04/25/2024

Massive Transportation Bill has No $ for CA Bullet Train

California’s controversy-plagued bullet train project got a major boost from the Obama administration and Congress in 2009 when more than $3 billion in federal stimulus funding was sent to the state government to buttress the $9.9 billion in bond seed money that state voters had allocated to high-speed rail in 2008 by passing Proposition 1A.

Since then, the California High-Speed Rail Authority has been unable to attract outside investors and doesn’t have even 40 percent of the money it needs to complete the initial 300-mile, $31 billion segment — much less the $68 billion needed to build a rail line linking San Francisco and downtown Los Angeles. This has led bullet-train advocates, starting with Robert Cruickshank of the California High Speed Rail Blog, to repeatedly urge Congress and the Obama administration to provide more federal dollars. In planning documents from three years ago, state officials said they were hoping on $42 billion in federal help.
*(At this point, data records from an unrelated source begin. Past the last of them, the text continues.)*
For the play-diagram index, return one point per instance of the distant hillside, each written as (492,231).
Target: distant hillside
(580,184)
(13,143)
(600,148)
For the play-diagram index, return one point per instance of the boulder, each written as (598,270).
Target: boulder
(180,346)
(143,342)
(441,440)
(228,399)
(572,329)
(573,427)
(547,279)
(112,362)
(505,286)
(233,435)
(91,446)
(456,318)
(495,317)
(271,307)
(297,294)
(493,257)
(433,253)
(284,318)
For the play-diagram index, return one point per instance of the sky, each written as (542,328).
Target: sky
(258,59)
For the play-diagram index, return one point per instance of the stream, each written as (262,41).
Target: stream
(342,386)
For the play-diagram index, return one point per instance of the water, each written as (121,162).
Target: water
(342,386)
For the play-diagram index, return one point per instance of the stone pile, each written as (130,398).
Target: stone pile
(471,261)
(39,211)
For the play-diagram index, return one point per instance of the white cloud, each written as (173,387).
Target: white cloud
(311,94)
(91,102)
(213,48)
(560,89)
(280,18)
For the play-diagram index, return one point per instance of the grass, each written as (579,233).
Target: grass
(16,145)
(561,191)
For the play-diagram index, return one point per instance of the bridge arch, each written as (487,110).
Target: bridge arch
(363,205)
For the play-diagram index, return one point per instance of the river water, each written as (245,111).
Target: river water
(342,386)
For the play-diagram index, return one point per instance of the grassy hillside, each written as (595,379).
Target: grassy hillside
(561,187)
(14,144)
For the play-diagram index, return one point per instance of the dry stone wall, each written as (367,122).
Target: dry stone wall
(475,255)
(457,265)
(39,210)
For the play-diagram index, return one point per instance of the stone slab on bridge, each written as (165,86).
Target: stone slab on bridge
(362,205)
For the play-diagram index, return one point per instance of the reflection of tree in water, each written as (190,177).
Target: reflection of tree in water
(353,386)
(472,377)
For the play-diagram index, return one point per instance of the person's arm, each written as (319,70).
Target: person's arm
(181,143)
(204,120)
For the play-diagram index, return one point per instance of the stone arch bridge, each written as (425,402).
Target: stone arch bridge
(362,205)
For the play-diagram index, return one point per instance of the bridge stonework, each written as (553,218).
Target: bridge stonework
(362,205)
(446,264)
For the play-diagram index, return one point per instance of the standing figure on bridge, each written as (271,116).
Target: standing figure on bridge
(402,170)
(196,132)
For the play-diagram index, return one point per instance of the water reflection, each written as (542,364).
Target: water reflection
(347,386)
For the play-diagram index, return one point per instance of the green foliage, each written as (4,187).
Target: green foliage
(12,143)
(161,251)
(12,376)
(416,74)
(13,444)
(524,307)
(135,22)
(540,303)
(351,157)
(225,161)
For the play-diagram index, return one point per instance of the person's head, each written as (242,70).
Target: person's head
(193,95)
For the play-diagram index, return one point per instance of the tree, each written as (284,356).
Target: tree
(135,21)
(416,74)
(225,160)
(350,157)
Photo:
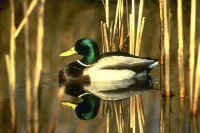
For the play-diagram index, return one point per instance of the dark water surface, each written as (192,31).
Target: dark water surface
(65,22)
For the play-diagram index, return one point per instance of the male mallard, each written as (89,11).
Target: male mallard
(111,76)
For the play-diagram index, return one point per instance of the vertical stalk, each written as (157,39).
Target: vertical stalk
(107,13)
(61,91)
(28,80)
(192,49)
(38,66)
(166,49)
(197,85)
(161,44)
(23,22)
(180,49)
(132,29)
(10,61)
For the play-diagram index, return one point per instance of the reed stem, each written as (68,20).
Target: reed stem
(10,62)
(181,64)
(38,66)
(164,22)
(197,85)
(23,22)
(52,127)
(28,76)
(192,49)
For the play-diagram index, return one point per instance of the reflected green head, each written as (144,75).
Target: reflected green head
(88,109)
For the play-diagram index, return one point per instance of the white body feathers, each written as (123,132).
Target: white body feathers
(111,73)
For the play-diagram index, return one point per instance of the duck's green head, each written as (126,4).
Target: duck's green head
(85,47)
(87,109)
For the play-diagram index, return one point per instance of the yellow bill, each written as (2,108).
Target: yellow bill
(73,106)
(69,52)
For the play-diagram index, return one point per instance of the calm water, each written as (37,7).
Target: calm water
(65,22)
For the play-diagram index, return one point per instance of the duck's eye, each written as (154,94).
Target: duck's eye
(83,50)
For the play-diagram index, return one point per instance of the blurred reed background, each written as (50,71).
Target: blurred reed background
(125,33)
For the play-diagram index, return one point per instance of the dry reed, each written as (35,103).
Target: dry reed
(192,49)
(180,49)
(38,66)
(161,45)
(23,22)
(52,127)
(164,23)
(28,76)
(10,62)
(197,85)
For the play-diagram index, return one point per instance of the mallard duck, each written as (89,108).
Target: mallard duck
(111,76)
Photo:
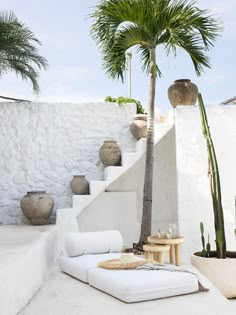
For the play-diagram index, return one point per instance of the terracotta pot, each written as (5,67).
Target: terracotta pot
(37,207)
(221,272)
(138,127)
(79,185)
(110,153)
(182,92)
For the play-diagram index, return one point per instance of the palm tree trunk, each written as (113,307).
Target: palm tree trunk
(146,224)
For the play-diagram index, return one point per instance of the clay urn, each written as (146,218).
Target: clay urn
(79,185)
(37,207)
(183,92)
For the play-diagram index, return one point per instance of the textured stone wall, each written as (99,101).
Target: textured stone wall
(194,198)
(42,145)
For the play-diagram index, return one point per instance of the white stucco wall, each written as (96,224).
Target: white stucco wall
(194,199)
(42,145)
(164,209)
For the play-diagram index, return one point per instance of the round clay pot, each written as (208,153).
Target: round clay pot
(37,207)
(182,92)
(221,272)
(79,185)
(110,153)
(138,127)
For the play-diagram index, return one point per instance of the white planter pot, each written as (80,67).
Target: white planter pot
(221,272)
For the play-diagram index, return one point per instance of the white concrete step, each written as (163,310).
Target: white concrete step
(141,145)
(160,131)
(129,159)
(28,254)
(112,172)
(80,202)
(97,186)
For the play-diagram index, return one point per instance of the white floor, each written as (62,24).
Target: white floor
(64,295)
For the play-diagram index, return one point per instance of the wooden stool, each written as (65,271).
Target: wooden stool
(174,244)
(155,252)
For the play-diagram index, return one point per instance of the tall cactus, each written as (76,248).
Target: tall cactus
(214,176)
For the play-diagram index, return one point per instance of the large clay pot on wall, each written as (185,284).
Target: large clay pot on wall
(138,127)
(110,153)
(182,92)
(79,185)
(37,207)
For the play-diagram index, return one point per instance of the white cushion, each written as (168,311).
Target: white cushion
(78,267)
(139,285)
(78,244)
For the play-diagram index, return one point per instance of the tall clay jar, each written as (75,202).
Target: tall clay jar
(37,207)
(110,153)
(182,92)
(79,185)
(138,127)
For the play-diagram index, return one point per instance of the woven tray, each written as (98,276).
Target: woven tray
(116,264)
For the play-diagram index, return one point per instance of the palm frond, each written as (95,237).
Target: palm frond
(18,52)
(121,24)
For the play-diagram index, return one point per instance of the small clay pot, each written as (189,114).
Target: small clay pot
(138,127)
(183,92)
(79,185)
(37,207)
(110,153)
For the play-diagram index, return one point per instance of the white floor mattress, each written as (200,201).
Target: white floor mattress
(128,285)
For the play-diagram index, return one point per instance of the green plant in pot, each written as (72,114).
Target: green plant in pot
(124,100)
(138,127)
(214,264)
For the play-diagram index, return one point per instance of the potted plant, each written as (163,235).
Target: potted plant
(138,127)
(218,266)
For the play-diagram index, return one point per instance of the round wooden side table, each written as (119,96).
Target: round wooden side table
(155,252)
(174,246)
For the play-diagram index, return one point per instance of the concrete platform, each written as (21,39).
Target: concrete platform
(27,255)
(64,295)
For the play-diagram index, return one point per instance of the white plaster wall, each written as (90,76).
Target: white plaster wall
(194,199)
(42,145)
(164,209)
(108,211)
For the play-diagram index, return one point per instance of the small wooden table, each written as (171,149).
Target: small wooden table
(174,246)
(155,252)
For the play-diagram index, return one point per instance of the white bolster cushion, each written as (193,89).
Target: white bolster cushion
(78,244)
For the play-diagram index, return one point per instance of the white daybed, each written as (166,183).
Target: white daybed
(86,250)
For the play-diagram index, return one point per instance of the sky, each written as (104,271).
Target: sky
(75,71)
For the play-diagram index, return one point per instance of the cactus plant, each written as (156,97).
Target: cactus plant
(203,252)
(215,186)
(208,246)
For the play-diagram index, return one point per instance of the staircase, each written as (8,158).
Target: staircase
(112,203)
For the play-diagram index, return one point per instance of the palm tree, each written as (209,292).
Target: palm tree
(17,50)
(121,24)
But Republicans took control of the House in the November 2010 election, and they have repeatedly denounced the state’s project, led by Rep. Jeff Denham of Turlock. And the office of House Majority Leader Kevin McCarthy, R-Bakersfield, has confirmed there’s not a dime for the state’s bullet train in the gigantic, five-year, $305 billion transportation bill that Congress approvedlast week in an overwhelming bipartisan vote.